Yesterday's
New York Times featured a
lengthy article describing the experiences of Mormon missionaries serving in Uganda. Many young missionaries are mentioned in the story, beginning with a 19 year old missionary from Salt Lake City, Jared Dangerfield.
LAST summer, Jared Dangerfield was simply 19, skateboarding the streets of suburban Salt Lake City, plugged into the Jewish reggae singer Matisyahu. He had just wrapped up his year at Utah State University, where there was a girl he liked to make laugh.
Memories of college and family are kept in a photo album his sister gave him when they said goodbye, but it is rarely looked at.
“Little time to remember home,” he says. “We kind of have to stay away from the world.” Gone are his friends. Gone is his given name. The next time he will see his mother’s face is 2013. Until then, he is Elder Dangerfield, as it says on his name tag.
That is the common experience shared by all young men and women who choose to serve missions for the Church, whether in Uganda, Oklahoma, or elsewhere. They give up two years of their lives (one and a half years for the women) and travel to destinations not of their choosing to serve a religious mission at their own expense, while most of their contemporaries are working, going to college, and pursuing other life goals.
It is certainly a time of sacrifice. Missionaries are slingshot into an intensive, airtight and sometimes lonely schedule of prayer, Scripture study and door-to-door proselytizing six days a week, 52 weeks a year. They are to abstain from virtually every earthly pleasure — not just the usual temptations prohibited under Mormonism, like premarital sex, alcohol, tobacco, coffee and tea, but also magazines, television and music not sanctioned by the church. They can call home two days a year, on Christmas and Mother’s Day. (When suicide bombings ripped through Kampala during the 2010 World Cup, killing more than 70 people, including an American citizen, the missionaries still were not allowed a call.) E-mailing, through a secure Internet server, is for Mondays.

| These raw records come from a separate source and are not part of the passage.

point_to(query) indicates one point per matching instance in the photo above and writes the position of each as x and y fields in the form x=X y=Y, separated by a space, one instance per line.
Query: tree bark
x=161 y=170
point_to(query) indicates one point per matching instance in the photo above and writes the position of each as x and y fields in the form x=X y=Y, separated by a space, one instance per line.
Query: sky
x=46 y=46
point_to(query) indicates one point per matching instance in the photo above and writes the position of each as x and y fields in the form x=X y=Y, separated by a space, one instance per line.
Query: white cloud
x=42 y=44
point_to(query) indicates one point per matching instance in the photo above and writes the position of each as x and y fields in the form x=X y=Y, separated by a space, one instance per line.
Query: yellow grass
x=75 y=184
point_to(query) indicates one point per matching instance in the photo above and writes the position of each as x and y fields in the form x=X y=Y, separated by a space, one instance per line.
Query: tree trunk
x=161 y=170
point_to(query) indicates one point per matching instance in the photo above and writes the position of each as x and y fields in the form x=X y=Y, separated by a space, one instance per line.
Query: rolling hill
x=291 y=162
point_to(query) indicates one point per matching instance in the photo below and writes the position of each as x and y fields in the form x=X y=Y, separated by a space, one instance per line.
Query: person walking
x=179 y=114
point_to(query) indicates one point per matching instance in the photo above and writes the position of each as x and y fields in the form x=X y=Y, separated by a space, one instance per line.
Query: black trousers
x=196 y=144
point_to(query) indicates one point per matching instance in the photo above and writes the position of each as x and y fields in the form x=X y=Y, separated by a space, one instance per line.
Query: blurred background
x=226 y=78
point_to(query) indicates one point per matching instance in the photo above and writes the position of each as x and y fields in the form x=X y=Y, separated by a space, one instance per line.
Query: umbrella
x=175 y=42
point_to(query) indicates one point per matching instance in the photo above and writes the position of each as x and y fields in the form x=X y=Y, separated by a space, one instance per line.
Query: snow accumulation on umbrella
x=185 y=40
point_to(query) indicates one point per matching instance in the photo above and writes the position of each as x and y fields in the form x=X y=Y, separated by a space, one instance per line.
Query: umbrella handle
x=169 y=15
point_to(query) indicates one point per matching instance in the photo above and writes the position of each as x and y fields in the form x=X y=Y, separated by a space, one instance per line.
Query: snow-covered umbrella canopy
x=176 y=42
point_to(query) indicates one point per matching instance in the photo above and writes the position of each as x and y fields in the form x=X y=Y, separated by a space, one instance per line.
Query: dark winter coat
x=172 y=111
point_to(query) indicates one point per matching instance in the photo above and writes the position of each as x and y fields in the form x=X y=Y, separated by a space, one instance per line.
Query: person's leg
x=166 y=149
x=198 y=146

While the article focuses on the missionaries, it also describes the interaction they have with native Ugandans, including a recent convert to the Church, 29 year old Joseph Kagodo.
For new converts like Mr. Kagodo, the values of the young proselytes are as compelling as any set of religious beliefs. Indeed, Mr. Kagodo says the details of Mormon doctrine were confusing for him at first — do they believe only in the Book of Mormon, or in the Bible as well? (They are meant to complement each other.) But in a land where many aggressively preach the word of God and worship tends toward the enthusiastic, he appreciated that the Mormons lived as they taught — quietly, humbly.
“I found what I wanted,” Mr. Kagodo says. “It is the way of life. I’ve met many other Christians who would be very comfortable just saying they are born-again or what, but their character does not depict it.”
“For me,” he adds, “the fact that nobody pushes you, but asks you, and read the Scriptures, and just keep the gospel, that matters a lot.”
Thanks to The Times and reporter Josh Kron for providing a good snapshot on the life of these missionaries in Uganda.